Jardin médiéval de Bazoges-en-Pareds, Vendée. Potager et plantes médicinales.

Les pages 2 à 6, réalisées par Alain Naury, montrent les activités enlluminés dans les livres du XIIème au XVIème siècles.

 

Le travail est devenu dans les temps médiévaux, un moyen de rédemption pour l'âme du pêcheur.

Les travaux à la campagne suivent le rythme des saisons et les fêtes chrétiennes s'ajoutent aux travaux saisonniers, toute l'année.

Le plus ancien calendrier médiéval d'Occident est celui de Salzbourg en 818, dans un livre profane qui calque le temps sur l'observation des étoiles des anciens et des symboles du zodiaque dans l'astrologie. Ce livre profane est exceptionnel à une époque où le livre est recopié par des moines, à partir de textes de l'Antiquité . Les livres d'Heures, de prière vont intégrer des calendriers richement illuminés et calligraphiés, pour la société des aristocrates, aux 14ème et 15ème siècles.
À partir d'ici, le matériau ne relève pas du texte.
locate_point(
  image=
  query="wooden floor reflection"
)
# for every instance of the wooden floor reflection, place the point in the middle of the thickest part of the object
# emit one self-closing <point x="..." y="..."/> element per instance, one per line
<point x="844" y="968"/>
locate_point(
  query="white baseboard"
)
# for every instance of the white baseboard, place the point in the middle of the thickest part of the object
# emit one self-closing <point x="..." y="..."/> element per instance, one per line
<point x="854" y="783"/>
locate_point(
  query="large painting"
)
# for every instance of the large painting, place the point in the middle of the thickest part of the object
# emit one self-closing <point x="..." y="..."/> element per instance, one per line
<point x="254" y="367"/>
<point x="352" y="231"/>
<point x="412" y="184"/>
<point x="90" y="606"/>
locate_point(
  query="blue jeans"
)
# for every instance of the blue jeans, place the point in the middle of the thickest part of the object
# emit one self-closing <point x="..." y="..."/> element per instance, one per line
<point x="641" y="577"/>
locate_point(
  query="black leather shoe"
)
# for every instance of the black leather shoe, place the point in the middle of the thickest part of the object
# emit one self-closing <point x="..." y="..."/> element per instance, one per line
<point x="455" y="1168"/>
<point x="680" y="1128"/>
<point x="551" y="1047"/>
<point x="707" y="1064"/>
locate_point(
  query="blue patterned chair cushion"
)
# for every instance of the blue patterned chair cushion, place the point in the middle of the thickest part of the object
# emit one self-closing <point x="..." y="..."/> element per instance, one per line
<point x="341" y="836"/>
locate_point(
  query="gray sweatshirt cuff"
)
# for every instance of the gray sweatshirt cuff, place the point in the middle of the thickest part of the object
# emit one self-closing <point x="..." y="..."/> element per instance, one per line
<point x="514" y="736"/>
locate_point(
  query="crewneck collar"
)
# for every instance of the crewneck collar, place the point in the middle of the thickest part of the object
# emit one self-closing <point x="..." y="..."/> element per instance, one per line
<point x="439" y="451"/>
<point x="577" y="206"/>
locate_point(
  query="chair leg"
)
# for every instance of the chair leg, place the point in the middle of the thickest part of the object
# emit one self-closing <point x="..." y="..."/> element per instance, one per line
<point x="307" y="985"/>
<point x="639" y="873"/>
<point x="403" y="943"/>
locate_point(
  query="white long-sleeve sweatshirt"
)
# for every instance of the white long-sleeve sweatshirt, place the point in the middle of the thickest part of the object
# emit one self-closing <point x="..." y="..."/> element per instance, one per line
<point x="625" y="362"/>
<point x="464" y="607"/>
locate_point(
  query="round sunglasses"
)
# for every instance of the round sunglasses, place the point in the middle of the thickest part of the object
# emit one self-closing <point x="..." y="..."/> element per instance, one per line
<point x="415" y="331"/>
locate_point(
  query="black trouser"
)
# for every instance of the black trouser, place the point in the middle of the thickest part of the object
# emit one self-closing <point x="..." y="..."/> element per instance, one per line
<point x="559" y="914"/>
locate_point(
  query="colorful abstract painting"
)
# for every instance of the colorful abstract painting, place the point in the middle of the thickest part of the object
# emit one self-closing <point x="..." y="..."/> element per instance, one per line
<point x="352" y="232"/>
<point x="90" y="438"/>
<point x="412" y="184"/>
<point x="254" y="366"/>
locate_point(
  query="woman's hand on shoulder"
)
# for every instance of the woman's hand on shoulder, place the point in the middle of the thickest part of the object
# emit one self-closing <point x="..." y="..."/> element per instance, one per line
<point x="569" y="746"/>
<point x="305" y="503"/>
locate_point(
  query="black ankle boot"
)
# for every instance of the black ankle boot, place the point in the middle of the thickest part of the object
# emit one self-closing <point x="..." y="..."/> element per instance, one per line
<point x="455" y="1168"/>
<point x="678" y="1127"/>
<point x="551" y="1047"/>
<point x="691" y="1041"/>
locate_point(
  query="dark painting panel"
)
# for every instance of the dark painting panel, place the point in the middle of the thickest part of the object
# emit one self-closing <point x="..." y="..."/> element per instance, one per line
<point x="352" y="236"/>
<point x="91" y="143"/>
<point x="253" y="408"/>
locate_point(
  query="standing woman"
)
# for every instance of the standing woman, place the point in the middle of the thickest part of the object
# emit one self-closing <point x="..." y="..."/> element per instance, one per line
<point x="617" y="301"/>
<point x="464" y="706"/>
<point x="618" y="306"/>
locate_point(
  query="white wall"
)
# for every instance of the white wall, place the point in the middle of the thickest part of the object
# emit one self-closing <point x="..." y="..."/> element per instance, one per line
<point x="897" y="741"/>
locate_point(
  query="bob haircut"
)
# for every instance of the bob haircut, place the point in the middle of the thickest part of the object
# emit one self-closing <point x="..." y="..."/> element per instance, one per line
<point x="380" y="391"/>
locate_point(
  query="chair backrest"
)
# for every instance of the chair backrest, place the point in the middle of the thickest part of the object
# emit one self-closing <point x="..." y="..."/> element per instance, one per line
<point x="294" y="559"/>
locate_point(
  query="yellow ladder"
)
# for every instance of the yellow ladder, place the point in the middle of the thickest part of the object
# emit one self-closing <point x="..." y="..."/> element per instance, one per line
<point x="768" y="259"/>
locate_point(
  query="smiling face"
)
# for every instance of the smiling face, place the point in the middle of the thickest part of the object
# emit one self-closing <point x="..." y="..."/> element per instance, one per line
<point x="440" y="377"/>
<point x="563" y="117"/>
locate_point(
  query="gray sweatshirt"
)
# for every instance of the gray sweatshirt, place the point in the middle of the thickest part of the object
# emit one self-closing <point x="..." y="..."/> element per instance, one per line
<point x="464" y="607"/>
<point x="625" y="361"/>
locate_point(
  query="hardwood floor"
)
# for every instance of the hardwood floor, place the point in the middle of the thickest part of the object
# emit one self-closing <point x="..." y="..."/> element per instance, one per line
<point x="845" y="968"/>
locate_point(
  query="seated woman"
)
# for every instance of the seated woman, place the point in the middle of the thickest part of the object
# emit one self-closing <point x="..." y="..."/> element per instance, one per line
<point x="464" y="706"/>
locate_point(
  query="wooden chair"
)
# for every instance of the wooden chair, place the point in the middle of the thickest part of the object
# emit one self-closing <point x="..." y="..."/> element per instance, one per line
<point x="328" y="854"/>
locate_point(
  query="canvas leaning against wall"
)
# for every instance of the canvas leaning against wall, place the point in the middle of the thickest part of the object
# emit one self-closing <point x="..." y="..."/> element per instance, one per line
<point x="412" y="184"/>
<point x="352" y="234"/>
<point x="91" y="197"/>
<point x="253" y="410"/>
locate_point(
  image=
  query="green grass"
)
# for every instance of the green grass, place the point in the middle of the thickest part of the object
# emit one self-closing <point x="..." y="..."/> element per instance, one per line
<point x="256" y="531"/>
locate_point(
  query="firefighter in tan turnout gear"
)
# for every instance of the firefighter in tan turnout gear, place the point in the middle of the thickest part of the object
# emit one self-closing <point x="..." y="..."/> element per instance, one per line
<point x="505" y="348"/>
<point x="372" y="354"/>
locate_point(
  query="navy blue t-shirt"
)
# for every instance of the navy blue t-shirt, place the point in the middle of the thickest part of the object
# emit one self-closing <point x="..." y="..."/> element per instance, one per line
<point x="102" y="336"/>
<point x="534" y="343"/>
Les peintres de calendriers vont fixer les représentations des mois et des activités :

  • janvier : a deux visages pour montrer qu'il regarde l'issue et l'entrée de l'année ou mangeant /buvant pour se réchauffer du froid de l'hiver
  • février : avec une vieille figure se chauffe au feu
  • mars : porte à la main une serpe pour tailler la vigne et les autres arbres
  • avril : porte joyeusement une fleur car arbres et vergers sont fleuris
  • mai : un cavalier porte au poing un épervier car les prés sont verts et que l'on aime les animaux
  • juin : un paysan fauche, la faux à la main
  • juillet : il tient une faucille à la main et moissonne ses blés
  • août : il bat le blé au fléau
  • septembre : il vendange
  • octobre : il sème son blé et l'araire va devant
  • novembre : il garde les porcs dans un bois où ils mangent des glands
  • décembre : il frappe le porc comme un boucher

Le blé, la vigne et la viande sont les plus représentés, blé et vigne appartenant au registre de l'Antiquité, repris par l'Eglise à travers les symboles du pain et du vin.

Ces activités ne montrent pas la difficile condition des paysans, elle n'est pas réaliste, selon George Comet, ces images ont été choisies par les clercs et les seigneurs pour que les paysans acceptent de leur payer les dîmes (une part des récoltes et profits).